Note that there is more detailed documentation on each of these options in the Pandoc Math Rendering in HTML documentation.

Tabsets

You can use tabsets to present content that will vary in interest depending on the audience. For example, here we provide some example code in a variety of languages:

fizz_buzz <- function(fbnums = 1:50) {
  output <- dplyr::case_when(
    fbnums %% 15 == 0 ~ "FizzBuzz",
    fbnums %% 3 == 0 ~ "Fizz",
    fbnums %% 5 == 0 ~ "Buzz",
    TRUE ~ as.character(fbnums)
  )
  print(output)
}

def fizz_buzz(num):
  if num % 15 == 0:
    print("FizzBuzz")
  elif num % 5 == 0:
    print("Buzz")
  elif num % 3 == 0:
    print("Fizz")
  else:
    print(num)

public class FizzBuzz
{
  public static void fizzBuzz(int num)
  {
    if (num % 15 == 0) {
      System.out.println("FizzBuzz");
    } else if (num % 5 == 0) {
      System.out.println("Buzz");
    } else if (num % 3 == 0) {
      System.out.println("Fizz");
    } else {
      System.out.println(num);
    }
  }
}

function FizzBuzz(num)
  if num % 15 == 0
    println("FizzBuzz")
  elseif num % 5 == 0
    println("Buzz")
  elseif num % 3 == 0
    println("Fizz")
  else
    println(num)
  end
end

Create a tabset via a markdown div with the class name panel-tabset (e.g. ::: {.panel-tabset}). Each top-level heading within the div creates a new tab. For example, here is the markdown used to implement the first two tabs displayed above:

::: {.panel-tabset}
## R

``` {.r}
fizz_buzz <- function(fbnums = 1:50) {
  output <- dplyr::case_when(
    fbnums %% 15 == 0 ~ "FizzBuzz",
    fbnums %% 3 == 0 ~ "Fizz",
    fbnums %% 5 == 0 ~ "Buzz",
    TRUE ~ as.character(fbnums)
  )
  print(output)
}
```

## Python

``` {.python}
def fizz_buzz(num):
  if num % 15 == 0:
    print("FizzBuzz")
  elif num % 5 == 0:
    print("Buzz")
  elif num % 3 == 0:
    print("Fizz")
  else:
    print(num)
```

:::

Tabset Groups

If you have multiple tabsets that include the same tab names, you can define a tabset group. Tabs within a group are all switched together (so in the example above once a reader switches to R or Python in one tabset the others will follow along). For example:

::: {.panel-tabset group="language"}
## R

Tab content

## Python

Tab content
:::

Self Contained

HTML documents typically have a number of external dependencies (e.g. images, CSS style sheets, JavaScript, etc.). By default these dependencies are placed in a _files directory alongside your document. For example, if you render report.qmd to HTML:

Terminal

quarto render report.qmd --to html

Then the following output is produced:

report.html
report_files/

You might alternatively want to create an entirely self-contained HTML document (with images, CSS style sheets, JavaScript, etc. embedded into the HTML file). You can do this by specifying the embed-resources option:

format:
  html:
    embed-resources: true

This will produce a standalone HTML file with no external dependencies, using data: URIs to incorporate the contents of linked scripts, style sheets, images, and videos. The resulting file should be self contained, in the sense that it needs no external files and no net access to be displayed properly by a browser.

Anchor Sections

Hover over a section title to see an anchor link. Enable/disable this behavior with:

format:
  html:
    anchor-sections: true

Anchor links are also automatically added to figures and tables that have a cross reference defined.

Smooth Scrolling

Enable smooth scrolling within the page. By default, smooth scroll is not enabled. Enable/disable it with:

format:
  html:
    smooth-scroll: true

External Links

By default external links (i.e. links that don’t target the current site) receive no special visual adornment or navigation treatment (the current page is navigated). You can use the following options to modify this behavior:

Option Description

link-external-icon true to show an icon next to the link to indicate that it’s external (e.g. external).
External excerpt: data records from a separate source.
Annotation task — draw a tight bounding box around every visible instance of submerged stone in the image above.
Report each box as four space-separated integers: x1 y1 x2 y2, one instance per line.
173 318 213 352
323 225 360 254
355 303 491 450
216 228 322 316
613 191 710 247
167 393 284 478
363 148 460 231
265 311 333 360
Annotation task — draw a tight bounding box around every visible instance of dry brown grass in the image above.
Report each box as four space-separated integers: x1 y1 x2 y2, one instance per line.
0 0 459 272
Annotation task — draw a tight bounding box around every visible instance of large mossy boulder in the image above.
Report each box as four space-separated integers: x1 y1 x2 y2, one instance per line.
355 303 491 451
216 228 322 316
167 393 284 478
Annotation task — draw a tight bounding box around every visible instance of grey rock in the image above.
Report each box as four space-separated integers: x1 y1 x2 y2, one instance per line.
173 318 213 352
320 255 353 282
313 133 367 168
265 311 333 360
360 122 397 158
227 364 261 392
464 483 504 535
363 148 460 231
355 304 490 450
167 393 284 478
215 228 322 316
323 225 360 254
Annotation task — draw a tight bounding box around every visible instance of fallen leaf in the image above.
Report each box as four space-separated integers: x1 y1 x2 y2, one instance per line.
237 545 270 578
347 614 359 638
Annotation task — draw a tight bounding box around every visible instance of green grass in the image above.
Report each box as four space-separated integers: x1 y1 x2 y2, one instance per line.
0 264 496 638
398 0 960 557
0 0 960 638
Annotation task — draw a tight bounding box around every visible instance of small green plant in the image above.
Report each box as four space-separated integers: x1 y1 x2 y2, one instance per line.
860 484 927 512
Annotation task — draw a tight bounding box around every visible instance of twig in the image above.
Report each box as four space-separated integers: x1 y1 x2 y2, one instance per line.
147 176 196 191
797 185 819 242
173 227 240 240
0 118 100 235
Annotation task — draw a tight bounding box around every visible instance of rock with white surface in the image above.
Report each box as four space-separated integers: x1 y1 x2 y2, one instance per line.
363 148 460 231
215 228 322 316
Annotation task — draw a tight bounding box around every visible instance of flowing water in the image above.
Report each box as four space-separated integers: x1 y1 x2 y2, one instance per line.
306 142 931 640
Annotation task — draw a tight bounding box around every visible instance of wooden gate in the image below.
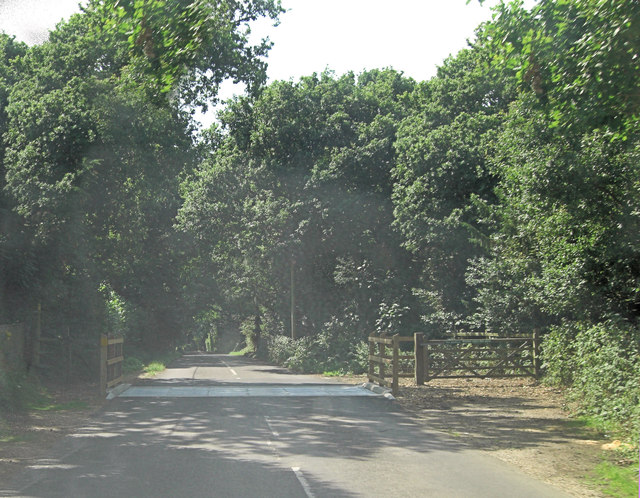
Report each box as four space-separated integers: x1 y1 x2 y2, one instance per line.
368 334 414 396
416 333 540 385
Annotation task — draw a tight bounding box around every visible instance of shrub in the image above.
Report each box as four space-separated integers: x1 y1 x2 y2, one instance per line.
267 321 369 374
543 317 640 435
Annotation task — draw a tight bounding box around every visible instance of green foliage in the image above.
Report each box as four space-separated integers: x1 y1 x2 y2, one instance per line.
591 460 638 498
267 324 369 374
91 0 283 107
543 318 640 436
122 356 144 374
0 365 48 415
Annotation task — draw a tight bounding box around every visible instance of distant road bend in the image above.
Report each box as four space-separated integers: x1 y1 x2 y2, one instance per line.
0 354 566 498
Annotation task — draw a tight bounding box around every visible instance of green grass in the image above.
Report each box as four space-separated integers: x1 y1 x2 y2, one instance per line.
229 346 253 356
29 400 89 412
144 361 167 376
322 370 344 377
592 461 638 498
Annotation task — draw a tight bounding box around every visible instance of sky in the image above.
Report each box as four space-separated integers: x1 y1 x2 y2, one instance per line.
0 0 534 123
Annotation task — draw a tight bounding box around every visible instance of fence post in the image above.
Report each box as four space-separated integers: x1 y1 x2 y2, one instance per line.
532 328 540 379
369 334 376 382
391 334 400 396
422 342 431 382
33 301 42 368
98 334 109 396
378 334 387 382
413 332 424 386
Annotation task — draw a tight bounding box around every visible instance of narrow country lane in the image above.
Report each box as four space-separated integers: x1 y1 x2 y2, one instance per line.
0 354 565 498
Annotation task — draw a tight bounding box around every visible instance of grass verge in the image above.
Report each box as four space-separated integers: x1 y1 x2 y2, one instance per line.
592 461 638 498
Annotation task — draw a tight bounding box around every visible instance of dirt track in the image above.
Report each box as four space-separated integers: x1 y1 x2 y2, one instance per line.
398 379 605 497
0 377 605 497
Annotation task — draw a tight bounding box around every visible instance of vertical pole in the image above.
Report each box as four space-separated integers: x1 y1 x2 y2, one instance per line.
378 336 387 382
291 258 296 339
369 335 376 382
65 325 72 384
422 342 430 382
413 332 424 386
98 334 109 396
532 328 540 379
33 301 42 367
391 334 400 396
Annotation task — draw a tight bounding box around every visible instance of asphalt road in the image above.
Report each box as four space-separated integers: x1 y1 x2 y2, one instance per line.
0 355 566 498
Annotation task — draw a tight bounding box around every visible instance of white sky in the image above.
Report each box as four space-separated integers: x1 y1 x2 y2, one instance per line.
0 0 535 124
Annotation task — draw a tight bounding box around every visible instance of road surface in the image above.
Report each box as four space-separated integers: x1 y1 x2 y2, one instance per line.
0 354 566 498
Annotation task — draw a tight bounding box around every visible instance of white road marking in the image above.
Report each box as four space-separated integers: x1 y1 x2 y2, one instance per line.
291 467 314 498
118 384 382 398
220 360 240 379
264 417 280 437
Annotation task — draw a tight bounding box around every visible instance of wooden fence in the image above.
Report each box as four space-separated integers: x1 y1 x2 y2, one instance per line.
368 334 414 396
415 333 540 385
100 335 124 395
368 332 540 395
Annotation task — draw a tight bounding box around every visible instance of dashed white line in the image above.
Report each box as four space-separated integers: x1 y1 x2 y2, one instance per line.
291 467 314 498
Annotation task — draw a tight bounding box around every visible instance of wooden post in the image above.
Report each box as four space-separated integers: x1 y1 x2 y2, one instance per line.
391 334 400 396
422 342 430 382
98 334 109 396
369 335 376 382
291 258 296 339
532 328 540 379
378 335 387 382
413 332 424 386
33 301 42 367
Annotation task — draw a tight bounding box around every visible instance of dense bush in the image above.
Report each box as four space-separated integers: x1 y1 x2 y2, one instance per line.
543 317 640 435
267 327 368 374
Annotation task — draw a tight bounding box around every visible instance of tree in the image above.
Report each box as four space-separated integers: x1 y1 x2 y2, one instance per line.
471 1 640 329
181 70 414 354
393 44 514 334
3 1 279 354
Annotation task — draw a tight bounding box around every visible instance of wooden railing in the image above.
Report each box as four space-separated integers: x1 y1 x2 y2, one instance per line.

link-external-newwindow true to open external links in a new browser window or tab (rather than navigating the current tab).

Option	Description
`link-external-icon`	`true` to show an icon next to the link to indicate that it’s external (e.g. external).
`link-external-newwindow`	`true` to open external links in a new browser window or tab (rather than navigating the current tab).
`link-external-filter`	A regular expression that can be used to determine whether a link is an internal link. For example `^(?:http:\|https:)\/\/www\.quarto\.org\/custom` will treat links that start with http://www.quarto.org as internal links (and others will be considered external).

link-external-filter

A regular expression that can be used to determine whether a link is an internal link. For example

^(?:http:|https:)\/\/www\.quarto\.org\/custom

will treat links that start with http://www.quarto.org as internal links (and others will be considered external).
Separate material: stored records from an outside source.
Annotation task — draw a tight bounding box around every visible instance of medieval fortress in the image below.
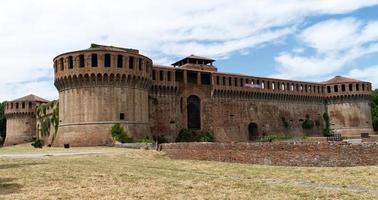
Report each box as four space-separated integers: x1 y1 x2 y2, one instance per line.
4 44 373 146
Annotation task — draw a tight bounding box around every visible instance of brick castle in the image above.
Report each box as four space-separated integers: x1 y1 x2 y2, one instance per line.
5 44 373 146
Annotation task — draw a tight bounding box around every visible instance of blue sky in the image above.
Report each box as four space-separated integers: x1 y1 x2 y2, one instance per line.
0 0 378 101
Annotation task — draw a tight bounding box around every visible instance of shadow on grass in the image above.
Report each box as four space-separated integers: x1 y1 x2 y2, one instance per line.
0 178 23 196
0 162 46 170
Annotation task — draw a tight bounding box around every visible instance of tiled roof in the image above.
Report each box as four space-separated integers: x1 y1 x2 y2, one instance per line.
13 94 49 103
89 44 139 53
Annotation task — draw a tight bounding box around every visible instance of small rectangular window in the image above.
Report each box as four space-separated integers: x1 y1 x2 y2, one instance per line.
129 56 134 69
117 55 123 68
104 53 112 67
92 54 98 67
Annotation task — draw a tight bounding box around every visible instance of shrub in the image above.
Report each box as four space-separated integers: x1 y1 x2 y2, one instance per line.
112 124 133 143
200 132 214 142
302 115 314 129
281 117 289 128
140 135 155 144
31 140 43 148
153 135 168 144
176 128 193 142
323 112 333 137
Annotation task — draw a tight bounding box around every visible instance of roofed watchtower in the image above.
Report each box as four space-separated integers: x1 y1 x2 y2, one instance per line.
172 55 218 72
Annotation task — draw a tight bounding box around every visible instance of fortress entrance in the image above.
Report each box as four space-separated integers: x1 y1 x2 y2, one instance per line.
248 123 259 141
187 95 201 130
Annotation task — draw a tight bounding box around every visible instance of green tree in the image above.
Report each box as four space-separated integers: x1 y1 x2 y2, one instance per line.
0 102 6 144
371 89 378 131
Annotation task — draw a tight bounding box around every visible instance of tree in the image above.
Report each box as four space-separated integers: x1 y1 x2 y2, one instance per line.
371 89 378 131
0 102 6 144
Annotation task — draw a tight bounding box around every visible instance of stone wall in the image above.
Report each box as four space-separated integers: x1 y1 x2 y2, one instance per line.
4 114 36 146
160 142 378 167
327 98 373 137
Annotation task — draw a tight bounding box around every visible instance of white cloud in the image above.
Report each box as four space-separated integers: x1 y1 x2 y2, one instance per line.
0 0 378 100
274 18 378 82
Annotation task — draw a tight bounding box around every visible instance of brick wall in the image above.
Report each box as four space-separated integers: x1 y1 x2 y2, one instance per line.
160 142 378 167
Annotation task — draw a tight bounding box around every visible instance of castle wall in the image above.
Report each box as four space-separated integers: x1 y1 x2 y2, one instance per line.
4 114 36 146
55 86 149 146
210 98 325 142
327 97 374 137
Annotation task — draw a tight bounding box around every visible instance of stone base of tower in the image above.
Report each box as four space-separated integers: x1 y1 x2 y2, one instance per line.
4 115 36 146
53 123 149 147
333 128 374 137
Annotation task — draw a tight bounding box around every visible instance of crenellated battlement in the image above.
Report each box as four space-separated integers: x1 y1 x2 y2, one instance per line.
5 95 48 118
54 45 152 91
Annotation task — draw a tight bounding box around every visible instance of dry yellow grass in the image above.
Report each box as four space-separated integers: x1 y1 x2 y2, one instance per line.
0 145 378 199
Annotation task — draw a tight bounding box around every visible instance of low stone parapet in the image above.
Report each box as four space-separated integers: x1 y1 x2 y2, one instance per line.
160 142 378 167
114 143 155 150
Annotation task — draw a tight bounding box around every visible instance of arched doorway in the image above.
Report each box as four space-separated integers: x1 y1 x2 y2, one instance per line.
248 123 259 141
187 95 201 130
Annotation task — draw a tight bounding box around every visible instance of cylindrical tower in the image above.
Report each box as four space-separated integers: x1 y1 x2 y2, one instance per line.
4 95 48 146
54 44 152 146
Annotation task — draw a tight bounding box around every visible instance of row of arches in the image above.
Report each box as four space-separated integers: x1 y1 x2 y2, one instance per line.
327 83 370 94
215 76 324 94
55 73 152 90
6 102 33 110
54 53 152 73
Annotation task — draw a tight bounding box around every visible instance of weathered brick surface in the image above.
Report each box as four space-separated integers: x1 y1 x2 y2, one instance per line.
160 142 378 167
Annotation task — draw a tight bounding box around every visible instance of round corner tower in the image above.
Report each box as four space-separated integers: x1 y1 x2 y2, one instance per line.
324 76 374 137
54 44 152 146
4 95 48 146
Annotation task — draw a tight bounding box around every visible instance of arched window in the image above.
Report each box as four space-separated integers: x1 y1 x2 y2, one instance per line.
60 58 64 71
159 71 164 81
79 54 85 67
139 58 143 71
68 56 73 69
129 56 134 69
333 85 339 92
91 54 98 67
187 95 201 130
117 55 123 68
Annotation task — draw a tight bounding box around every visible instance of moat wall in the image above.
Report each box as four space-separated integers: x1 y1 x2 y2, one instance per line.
160 142 378 167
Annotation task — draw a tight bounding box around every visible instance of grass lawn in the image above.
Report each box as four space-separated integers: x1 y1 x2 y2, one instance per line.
0 145 378 200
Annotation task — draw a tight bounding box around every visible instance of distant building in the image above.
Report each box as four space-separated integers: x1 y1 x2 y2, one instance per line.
3 44 373 146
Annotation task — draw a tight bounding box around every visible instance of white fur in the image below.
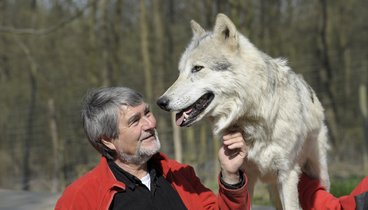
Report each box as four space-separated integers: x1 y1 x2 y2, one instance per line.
158 14 329 210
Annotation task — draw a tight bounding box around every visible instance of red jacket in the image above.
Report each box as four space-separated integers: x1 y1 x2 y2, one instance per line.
55 153 250 210
298 174 368 210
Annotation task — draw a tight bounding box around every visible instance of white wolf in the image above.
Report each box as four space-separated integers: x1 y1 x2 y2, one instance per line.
157 14 329 210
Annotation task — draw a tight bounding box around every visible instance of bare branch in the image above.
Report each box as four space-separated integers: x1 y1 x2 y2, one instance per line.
0 1 95 35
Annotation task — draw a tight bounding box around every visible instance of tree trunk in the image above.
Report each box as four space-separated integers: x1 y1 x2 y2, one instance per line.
140 0 153 102
14 35 37 190
359 84 368 174
48 98 63 192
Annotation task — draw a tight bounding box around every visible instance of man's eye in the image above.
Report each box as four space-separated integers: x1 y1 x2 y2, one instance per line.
192 65 204 73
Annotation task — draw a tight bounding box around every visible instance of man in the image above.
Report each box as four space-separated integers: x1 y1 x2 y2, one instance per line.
55 87 249 210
External links are identified either using the site-url (if provided) or using the window.host if no site-url or link-external-filter is provided. For example, here we enable both options and a custom filter:

format:
  html:
    link-external-icon: true
    link-external-newwindow: true
    link-external-filter: '^(?:http:|https:)\/\/www\.quarto\.org\/custom'

You can also specify one or both of these behaviors for an individual link using the .external class and target attribute. For example:

[example](https://example.com){.external target="_blank"}

Reference Popups

If you hover your mouse over the citation and footnote in this sentence you’ll see a popup displaying the reference contents:

Hover over @xie2015 to see a reference to the definitive book on knitr¹.
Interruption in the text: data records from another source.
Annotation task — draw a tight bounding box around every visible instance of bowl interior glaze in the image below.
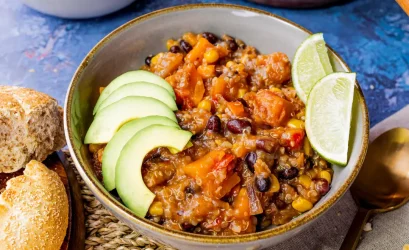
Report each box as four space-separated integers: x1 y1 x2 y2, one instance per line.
65 5 369 246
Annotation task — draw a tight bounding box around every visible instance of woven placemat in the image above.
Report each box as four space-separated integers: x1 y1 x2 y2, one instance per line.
64 151 173 250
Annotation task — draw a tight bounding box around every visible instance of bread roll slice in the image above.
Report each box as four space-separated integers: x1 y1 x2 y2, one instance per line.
0 86 65 173
0 161 69 250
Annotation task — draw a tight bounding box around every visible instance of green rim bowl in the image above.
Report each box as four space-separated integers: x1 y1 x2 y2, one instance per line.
64 4 369 249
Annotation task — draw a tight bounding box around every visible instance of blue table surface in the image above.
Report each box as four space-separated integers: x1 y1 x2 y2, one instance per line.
0 0 409 125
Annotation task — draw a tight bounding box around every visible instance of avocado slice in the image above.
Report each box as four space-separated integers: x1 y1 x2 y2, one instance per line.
85 96 177 144
94 70 176 113
102 116 179 191
93 82 178 115
115 125 192 217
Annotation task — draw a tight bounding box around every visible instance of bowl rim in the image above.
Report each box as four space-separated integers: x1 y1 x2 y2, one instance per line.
64 3 369 244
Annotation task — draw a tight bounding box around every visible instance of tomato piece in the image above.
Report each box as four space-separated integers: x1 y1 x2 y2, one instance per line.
227 102 246 116
212 77 226 99
150 52 183 78
215 173 241 199
280 128 305 149
185 37 214 63
233 188 250 219
166 63 205 109
183 150 225 181
215 154 234 171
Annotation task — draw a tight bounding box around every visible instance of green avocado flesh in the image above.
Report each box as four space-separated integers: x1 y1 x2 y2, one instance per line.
94 82 178 115
115 125 192 217
85 96 177 144
102 116 179 191
93 70 176 114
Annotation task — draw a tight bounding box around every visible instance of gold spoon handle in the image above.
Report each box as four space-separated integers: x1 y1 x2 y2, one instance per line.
340 207 372 250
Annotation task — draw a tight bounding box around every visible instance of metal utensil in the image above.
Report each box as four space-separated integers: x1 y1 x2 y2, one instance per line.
341 128 409 250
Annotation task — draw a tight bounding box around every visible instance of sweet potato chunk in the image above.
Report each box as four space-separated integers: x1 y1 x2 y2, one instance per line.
252 90 294 127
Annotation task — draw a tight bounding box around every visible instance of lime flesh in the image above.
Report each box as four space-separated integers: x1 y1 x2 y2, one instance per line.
305 72 356 165
291 33 333 103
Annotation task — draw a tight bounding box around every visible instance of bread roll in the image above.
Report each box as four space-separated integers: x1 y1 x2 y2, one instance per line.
0 86 65 173
0 161 69 250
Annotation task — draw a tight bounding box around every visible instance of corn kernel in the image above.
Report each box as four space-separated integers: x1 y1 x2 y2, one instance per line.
236 63 245 72
231 143 248 157
88 144 104 153
182 32 197 46
291 197 312 212
270 87 281 92
304 137 312 156
226 61 236 68
197 100 212 111
238 89 247 98
287 118 305 129
149 201 163 216
197 65 216 79
151 53 163 65
204 49 219 63
319 170 332 183
166 39 179 50
270 174 280 193
298 174 312 188
306 168 318 179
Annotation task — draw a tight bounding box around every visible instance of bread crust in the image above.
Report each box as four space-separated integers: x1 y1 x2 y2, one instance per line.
0 86 65 173
0 161 69 250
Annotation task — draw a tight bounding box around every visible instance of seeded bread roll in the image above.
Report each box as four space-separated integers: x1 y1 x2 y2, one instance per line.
0 161 69 250
0 86 65 173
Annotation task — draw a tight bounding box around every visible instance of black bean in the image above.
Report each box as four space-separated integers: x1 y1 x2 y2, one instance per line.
237 98 249 108
227 40 239 52
314 178 330 195
181 222 195 232
180 40 192 53
236 39 246 49
145 55 153 66
202 32 219 44
215 65 223 77
185 186 195 194
169 45 181 53
227 119 251 134
206 115 222 133
244 152 257 173
256 138 279 153
274 199 287 209
278 167 298 180
256 175 271 192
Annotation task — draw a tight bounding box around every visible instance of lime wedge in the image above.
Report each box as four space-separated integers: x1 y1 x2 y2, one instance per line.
291 33 333 103
305 72 356 165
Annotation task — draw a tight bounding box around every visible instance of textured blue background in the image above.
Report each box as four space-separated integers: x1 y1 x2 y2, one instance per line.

This behavior is enabled by default. You can disable it with the following options:

format:
  html:
    citations-hover: false
    footnotes-hover: false

Commenting

This page has commenting with Hypothes.is enabled via the following YAML option:

comments:
  hypothesis: true

You can see the Hypothesis UI at the far right of the page. Rather than true, you can specify any of the available Hypothesis embedding options as a sub-key of hypothesis. For example:

comments:
  hypothesis: 
    theme: clean

You can enable Utterances commenting using the utterances option. Here you need to specify at least the GitHub repo you want to use for storing comments:

comments:
  utterances:
    repo: quarto-dev/quarto-docs

You can also specify the other options documented here.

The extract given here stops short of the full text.